Comment ne pas s’insurger contre cette manière « d’arguer des failles d’un système pour le remplacer par un système ouvertement délinquant, cette façon de se gausser de la faillibilité des hommes pour décréter nul et non avenu l’effort lent, patient, parfois ingrat que l’on fait pour y remédier et qui est l’essence même de la démocratie » ?
Vous l’aurez reconnu, l’auteur de ces lignes est Bernard-Henri Lévy.
J’en viens maintenant à mon troisième argument. Madame la ministre, cela ne vous surprendra pas, j’ai quelques scrupules à l’aborder tant les deux premiers sont confondants par la clarté qui se dégage non pas de mes propos, mais de la jurisprudence du Conseil constitutionnel et de la lettre même de la Constitution.
Le Conseil constitutionnel, dans sa décision du 26 juillet 1989 sur la loi modifiant la loi du 30 septembre 1986 relative à la liberté de communication, précise que, « s’il est à tout moment loisible au législateur, statuant dans le domaine qui lui est réservé par l’article 34 de la Constitution, de modifier des textes antérieurs ou d’abroger ceux-ci en leur substituant, le cas échéant, d’autres dispositions, c’est à la condition que l’exercice de ce pouvoir n’aboutisse pas à priver de garanties légales des exigences de caractère constitutionnel ».
Sur ce fondement, il a admis que le législateur dote d’un président commun les deux sociétés nationales de programme de télévision et prévoie que le Conseil supérieur de l’audiovisuel procède à une nouvelle nomination dans le mois suivant la publication de la loi, « considérant que les modifications ainsi apportées à la loi du 30 septembre 1986 n’affectent pas le mode de désignation des présidents des sociétés nationales de programme ; que leur nomination relève toujours d’une autorité administrative indépendante » – ce membre de phrase est très important –, « et la durée de leur mandat reste fixée à trois ans ; que ces modifications n’aboutissent donc pas à priver de garanties légales des exigences de caractère constitutionnel ».

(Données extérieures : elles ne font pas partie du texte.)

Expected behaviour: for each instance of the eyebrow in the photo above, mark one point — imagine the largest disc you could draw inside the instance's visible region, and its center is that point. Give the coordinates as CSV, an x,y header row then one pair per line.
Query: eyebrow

Madame la ministre, il est patent que votre projet de loi organique est contraire à ces considérants du Conseil constitutionnel. J’ai d’ailleurs été très frappé par la lecture du rapport de notre collègue de l'Assemblée nationale, M. Christian Kert. Vous le savez bien, vous qui êtes une fine lettrée, il est très important de chercher la dimension subliminale des textes.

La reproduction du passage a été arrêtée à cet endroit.